Let’s assume the hypothetical example of your CRM application performance lagging; your end-users and call center agents are complaining, customers are enduring longer waits as agents try to respond to their queries, the contact center call queue is increasing, your reputation takes a hit and so does your employee productivity.
While the application and the impact may be different in your environment, this is a familiar example to most organizations and one most of us fear because of what happens next.
The way this usually plays out is that one or more support ticket get raised scrambling the support team, and then the network and application teams end up pointing fingers at one another, each claiming that the problem is not in their domain given what they can observe within their respective domain.
Well, then you may be happy to hear that there is a solution to the problem that is not that complex and requires the application of a technology that has been with us for a while in a new and innovative manner.
But let’s take a step back and have a look at what we have here.
Using our hypothetical example, the cause for poor end-user experience and “slowness” may have one or more root causes that are typically not simple to isolate and pinpoint. They can range from poor designs on (parts of) the database to poorly implemented (web or other) software modules, cloud and application server and storage performance problems right through to LAN and WAN networking issues and more. Or even more likely, a combination of the above.

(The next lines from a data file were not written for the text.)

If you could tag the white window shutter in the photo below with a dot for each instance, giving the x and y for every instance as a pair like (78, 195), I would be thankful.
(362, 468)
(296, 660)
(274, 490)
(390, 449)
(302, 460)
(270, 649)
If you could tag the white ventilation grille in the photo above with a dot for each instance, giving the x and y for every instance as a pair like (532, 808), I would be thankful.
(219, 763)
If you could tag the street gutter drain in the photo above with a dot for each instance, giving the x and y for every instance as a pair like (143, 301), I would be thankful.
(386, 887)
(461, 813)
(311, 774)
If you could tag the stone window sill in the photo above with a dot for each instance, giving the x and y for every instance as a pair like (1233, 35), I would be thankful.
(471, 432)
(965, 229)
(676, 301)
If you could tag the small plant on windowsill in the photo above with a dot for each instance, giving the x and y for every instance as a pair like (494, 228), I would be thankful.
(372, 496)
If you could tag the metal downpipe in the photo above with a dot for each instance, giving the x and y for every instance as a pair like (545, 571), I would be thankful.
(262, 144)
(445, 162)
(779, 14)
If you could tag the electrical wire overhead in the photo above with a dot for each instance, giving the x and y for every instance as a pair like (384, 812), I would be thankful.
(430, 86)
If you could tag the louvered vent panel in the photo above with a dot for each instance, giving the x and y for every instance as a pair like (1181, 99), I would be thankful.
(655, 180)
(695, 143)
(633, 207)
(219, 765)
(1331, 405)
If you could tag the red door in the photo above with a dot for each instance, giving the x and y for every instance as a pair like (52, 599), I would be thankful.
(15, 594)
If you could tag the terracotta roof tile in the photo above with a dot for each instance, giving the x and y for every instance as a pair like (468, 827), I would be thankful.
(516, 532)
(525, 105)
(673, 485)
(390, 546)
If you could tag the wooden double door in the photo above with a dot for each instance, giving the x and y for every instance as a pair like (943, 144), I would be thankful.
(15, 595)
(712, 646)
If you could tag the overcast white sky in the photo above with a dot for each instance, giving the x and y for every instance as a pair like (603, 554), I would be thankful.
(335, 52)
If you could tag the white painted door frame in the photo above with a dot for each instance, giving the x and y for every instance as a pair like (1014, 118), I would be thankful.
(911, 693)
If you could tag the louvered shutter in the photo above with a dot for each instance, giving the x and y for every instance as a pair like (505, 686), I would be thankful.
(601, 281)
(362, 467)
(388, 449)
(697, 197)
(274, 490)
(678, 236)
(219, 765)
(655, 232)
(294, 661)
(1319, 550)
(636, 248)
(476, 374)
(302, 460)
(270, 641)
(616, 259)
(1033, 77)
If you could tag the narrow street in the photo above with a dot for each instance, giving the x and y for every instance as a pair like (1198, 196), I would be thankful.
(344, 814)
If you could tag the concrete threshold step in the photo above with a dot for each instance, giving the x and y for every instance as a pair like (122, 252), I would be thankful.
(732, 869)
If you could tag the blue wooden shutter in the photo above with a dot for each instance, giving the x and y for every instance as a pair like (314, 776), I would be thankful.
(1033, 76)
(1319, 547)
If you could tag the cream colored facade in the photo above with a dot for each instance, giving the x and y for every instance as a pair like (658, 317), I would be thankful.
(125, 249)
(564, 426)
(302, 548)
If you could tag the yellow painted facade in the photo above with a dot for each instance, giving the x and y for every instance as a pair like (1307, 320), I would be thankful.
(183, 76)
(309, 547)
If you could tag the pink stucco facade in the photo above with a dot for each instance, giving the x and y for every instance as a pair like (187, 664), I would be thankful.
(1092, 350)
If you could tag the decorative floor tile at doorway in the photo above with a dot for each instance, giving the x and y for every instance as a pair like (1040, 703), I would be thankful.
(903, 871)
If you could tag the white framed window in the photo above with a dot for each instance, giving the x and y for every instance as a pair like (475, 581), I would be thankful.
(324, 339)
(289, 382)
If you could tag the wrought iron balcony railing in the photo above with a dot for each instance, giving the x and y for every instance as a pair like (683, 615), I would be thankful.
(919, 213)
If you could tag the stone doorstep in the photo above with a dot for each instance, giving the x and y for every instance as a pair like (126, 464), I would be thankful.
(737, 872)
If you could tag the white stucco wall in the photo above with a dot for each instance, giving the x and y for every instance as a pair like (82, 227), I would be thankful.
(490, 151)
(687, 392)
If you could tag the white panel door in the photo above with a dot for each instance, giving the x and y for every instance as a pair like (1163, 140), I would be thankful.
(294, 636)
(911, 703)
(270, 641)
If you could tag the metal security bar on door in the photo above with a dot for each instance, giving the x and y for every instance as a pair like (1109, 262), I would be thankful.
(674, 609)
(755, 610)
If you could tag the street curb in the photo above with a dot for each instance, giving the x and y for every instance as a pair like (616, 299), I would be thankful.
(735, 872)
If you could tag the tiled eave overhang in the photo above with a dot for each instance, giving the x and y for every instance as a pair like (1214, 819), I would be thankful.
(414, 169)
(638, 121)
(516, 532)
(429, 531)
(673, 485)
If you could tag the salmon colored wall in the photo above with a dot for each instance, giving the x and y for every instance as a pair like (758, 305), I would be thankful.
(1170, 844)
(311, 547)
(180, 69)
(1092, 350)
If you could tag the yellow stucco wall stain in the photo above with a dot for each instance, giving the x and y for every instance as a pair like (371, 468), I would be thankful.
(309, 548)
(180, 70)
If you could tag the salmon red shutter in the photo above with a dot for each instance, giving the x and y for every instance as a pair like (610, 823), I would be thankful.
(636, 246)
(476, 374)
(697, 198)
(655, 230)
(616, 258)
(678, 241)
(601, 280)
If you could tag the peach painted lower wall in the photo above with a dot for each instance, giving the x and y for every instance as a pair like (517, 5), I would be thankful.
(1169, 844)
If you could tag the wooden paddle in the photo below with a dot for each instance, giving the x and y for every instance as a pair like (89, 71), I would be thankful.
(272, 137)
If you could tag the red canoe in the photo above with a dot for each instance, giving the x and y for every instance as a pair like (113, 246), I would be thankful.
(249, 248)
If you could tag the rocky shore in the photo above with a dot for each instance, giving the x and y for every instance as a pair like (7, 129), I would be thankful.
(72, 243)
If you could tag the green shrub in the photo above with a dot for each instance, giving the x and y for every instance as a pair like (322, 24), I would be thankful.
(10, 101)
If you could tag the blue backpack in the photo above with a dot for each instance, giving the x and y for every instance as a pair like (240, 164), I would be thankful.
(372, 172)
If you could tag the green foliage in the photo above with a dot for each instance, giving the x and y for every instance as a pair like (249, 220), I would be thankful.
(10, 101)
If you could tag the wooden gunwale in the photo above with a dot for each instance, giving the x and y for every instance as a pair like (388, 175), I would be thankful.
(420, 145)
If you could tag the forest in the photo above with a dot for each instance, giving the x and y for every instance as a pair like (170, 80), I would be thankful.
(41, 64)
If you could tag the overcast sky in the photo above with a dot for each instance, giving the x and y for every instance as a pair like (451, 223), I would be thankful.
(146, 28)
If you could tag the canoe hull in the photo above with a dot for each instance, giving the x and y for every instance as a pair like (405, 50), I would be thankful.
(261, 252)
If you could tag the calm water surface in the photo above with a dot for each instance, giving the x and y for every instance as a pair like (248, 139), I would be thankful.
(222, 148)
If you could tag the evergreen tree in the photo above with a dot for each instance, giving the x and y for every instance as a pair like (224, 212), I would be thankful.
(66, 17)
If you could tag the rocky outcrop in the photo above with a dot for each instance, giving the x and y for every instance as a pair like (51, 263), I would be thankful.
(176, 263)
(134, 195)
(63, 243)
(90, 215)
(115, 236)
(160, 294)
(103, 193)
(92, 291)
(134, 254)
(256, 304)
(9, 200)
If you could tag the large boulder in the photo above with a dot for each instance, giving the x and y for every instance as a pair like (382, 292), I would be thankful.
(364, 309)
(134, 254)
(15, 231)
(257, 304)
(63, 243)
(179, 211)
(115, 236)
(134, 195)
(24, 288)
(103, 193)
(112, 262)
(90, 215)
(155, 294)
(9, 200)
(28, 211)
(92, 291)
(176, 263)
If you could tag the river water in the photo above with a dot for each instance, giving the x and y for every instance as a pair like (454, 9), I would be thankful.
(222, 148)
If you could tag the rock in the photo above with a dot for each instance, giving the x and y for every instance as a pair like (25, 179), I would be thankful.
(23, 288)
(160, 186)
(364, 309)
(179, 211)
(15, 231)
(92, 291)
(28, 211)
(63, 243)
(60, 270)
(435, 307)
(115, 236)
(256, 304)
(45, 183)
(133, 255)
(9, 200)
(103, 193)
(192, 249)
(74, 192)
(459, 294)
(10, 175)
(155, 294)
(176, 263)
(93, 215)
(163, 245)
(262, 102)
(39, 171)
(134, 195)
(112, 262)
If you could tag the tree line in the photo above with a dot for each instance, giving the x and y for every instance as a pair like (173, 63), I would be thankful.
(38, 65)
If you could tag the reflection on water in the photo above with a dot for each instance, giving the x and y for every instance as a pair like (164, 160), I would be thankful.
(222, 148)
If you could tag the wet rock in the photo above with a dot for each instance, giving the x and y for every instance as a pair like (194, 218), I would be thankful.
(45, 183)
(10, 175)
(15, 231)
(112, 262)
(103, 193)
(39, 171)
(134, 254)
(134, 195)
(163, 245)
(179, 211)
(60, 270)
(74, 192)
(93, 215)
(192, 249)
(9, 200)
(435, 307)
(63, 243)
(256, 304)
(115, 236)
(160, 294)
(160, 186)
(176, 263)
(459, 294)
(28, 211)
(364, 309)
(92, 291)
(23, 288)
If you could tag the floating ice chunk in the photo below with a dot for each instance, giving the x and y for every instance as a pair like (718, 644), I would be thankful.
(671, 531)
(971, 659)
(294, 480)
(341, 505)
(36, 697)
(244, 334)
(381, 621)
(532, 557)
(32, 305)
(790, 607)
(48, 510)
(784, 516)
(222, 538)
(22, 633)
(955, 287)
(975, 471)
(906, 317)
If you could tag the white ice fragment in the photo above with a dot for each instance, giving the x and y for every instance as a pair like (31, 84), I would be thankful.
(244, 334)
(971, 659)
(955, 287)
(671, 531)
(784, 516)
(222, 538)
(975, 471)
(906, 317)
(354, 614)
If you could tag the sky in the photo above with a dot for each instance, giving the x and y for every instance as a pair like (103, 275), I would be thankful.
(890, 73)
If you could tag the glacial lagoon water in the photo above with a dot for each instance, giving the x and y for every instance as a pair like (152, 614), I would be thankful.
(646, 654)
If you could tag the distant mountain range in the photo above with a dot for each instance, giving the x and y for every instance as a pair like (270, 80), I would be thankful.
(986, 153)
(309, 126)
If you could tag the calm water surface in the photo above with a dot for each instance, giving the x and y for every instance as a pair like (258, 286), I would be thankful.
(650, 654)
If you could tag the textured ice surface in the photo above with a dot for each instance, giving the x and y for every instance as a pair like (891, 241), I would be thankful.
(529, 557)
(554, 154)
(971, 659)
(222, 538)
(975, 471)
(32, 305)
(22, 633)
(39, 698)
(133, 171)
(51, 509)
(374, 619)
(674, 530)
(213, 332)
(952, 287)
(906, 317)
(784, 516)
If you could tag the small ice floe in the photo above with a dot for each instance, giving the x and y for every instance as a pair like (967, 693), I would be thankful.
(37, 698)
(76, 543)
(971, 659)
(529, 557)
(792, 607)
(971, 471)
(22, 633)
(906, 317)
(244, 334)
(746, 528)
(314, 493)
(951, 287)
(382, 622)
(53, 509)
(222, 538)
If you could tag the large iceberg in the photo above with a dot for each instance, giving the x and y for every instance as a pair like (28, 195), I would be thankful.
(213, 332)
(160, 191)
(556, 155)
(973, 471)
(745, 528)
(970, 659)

Add to this the increasing complexity of our IT environments with multiple locations, SaaS services, Cloud services and agile development and you have a complex puzzle with many moving parts.
The fundamental problem in identifying root causes, however, is that the different teams evaluating the incident rarely possess a common dataset to analyze and they have limited data and often are forced to rely on indicative rather than authoritative information, (e.g. log files, system performance information, etc) rather than real evidence of what is going over the wire.
While logs and system performance information are essential and useful information that may well help pinpoint a problem, very often they provide an indication at best or can even result in false positives.
That’s partly the reason why modern application and network performance management software suites collect a range of data from the network using Netflow and other technologies as well as ingesting log files and configurations to help piece together a picture of what may cause the degraded performance.
Advanced network and performance management suites such as for example Maltem’s Insight Performance suite also apply agents to help generate synthetic data streams and even a level of machine learning to predict possible future issues.
Using such tools is a big step up and provides a far more effective means to measure performance and pinpoint root causes of specific issues.
However, these tools still rely on metadata and in many cases do not have access to an authoritative data set – the actual network data that went over the wire. This is the only authoritative data source that can allow network and application engineers to fully understand what is happening by using a single authoritative data source.
If used correctly, this data is extremely useful since it contains all traffic, decoded and timestamped to fully understand what went on and if the root cause of the poor application performance is due to networking issues, application and server issues or even both.
This is where full packet capture appliances come in.
They allow the storing and searching of months of network data if required, while integrating with a range of tools that network management, application management and even cybersecurity teams use on a daily basis.
Whether it is a tool such as the Maltem Insight Performance suite, Splunk or Dynatrace, or even Cybersecurity tools such as SIM/SIEM platforms and Forensic Investigation tools, all can share and benefit from a single source of the “truth” – a full capture of what happened on the network.
Only with this data at hand can teams start to collaborate effectively, analyzing a single authoritative data source and matching it against other data available.
And the benefits don’t end here, the same “big data” can also be mined for performing effective capacity planning and a range of other analytics tasks. Implantation is easy, simply hook the appliance into a network tap or span port and off you go.
By effectively applying readily available technology and providing all teams, (e.g. network management, application management and even cybersecurity teams), with the same authoritative data source that often integrate seamlessly with their existing tools, organizations can resolve issues more effectively.
But more importantly they can put measures in place to prevent the issue from occurring again because the root cause can be fully understood and hence addressed.
Isn’t it nice when an old technology is reborn to help us with current challenges?